The Centers for Disease Control and Prevention estimates that as many as 300,000 cases of the tick-borne infection occur each year, and if there is good news for Illinois, it is that we are not among the 14 states -- mostly in the Northeast and Upper Midwest -- that account for 95 percent of those infections. However, that is not to suggest there is no cause for concern, perhaps even alarm, here. Since 2006, according to CDC statistics, the number of infections reported annually has more than doubled. In 2016, the most recent year for which data is available, 237 Illinoisans contracted the disease, but the average over the previous five years was a reported 260 infections, with a high in 2013 of 337. And for the individuals who suffer from it, Lyme disease can be a life-altering experience.
Ask Chad Dawes. The Montgomery resident who spoke with our Chacour Koop for a story last weekend, has suffered from Lyme disease for more than 10 years. Its classic symptoms are debilitating fatigue, muscle weakness and memory loss. Once contracted, it can be a lifelong condition. It has no known cure and limited treatments. For that reason, a key provision of HB 4515 freeing doctors to prescribe experimental treatments can offer hope and support for Lyme sufferers, especially those like Kristen Gasser, of Aurora, who has twice contracted the disease and, along with her husband, researches treatments.
"You have to acknowledge that this is something that may not ever go away, but you can do things that can improve your symptoms and the way you feel," Gasser said.
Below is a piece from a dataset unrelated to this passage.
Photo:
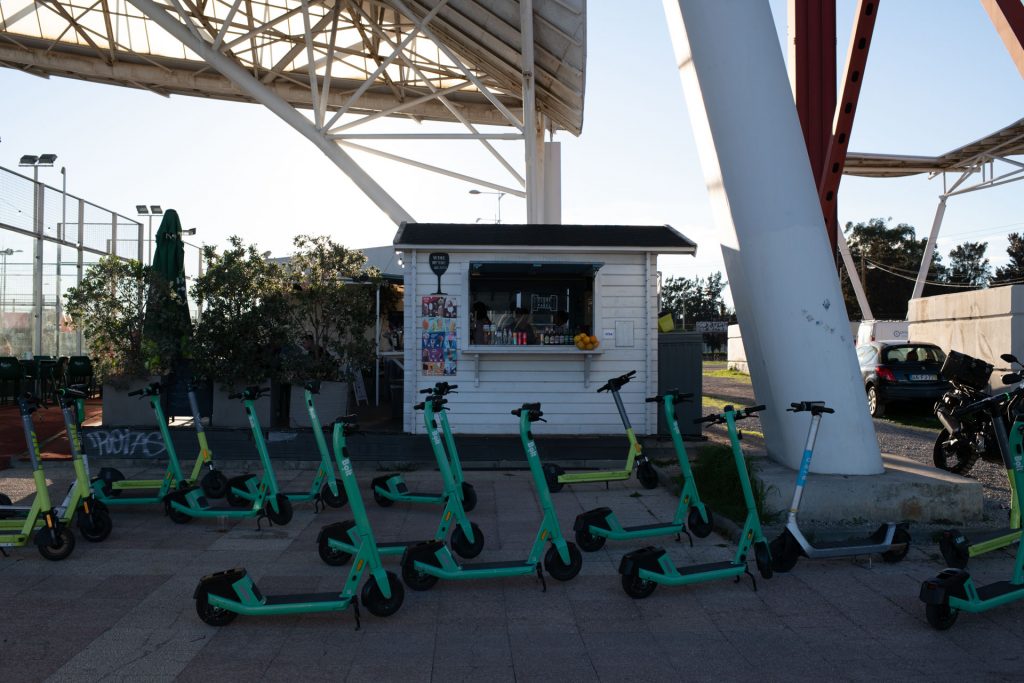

At present, the best known deterrent against the spread of Lyme disease is prevention. Experts tell people who hike, camp, hunt or otherwise enjoy the outdoors in the spring and summer to wear light-colored protective clothing, apply insect repellent containing DEET, picaridi or IR3535, and check themselves and their children for ticks frequently.
Encouraging education about the symptoms, causes and spread of Lyme disease is another important function of HR 4515. The bill, which has strong support from both parties, also calls for maintaining specific statistics on Lyme infections, increased education initiatives and establishment of a task force to oversee the work and make recommendations. This may help reduce the number of people who get the disease, but also can provide those already suffering from it some hope for relief, a commodity currently in very short supply.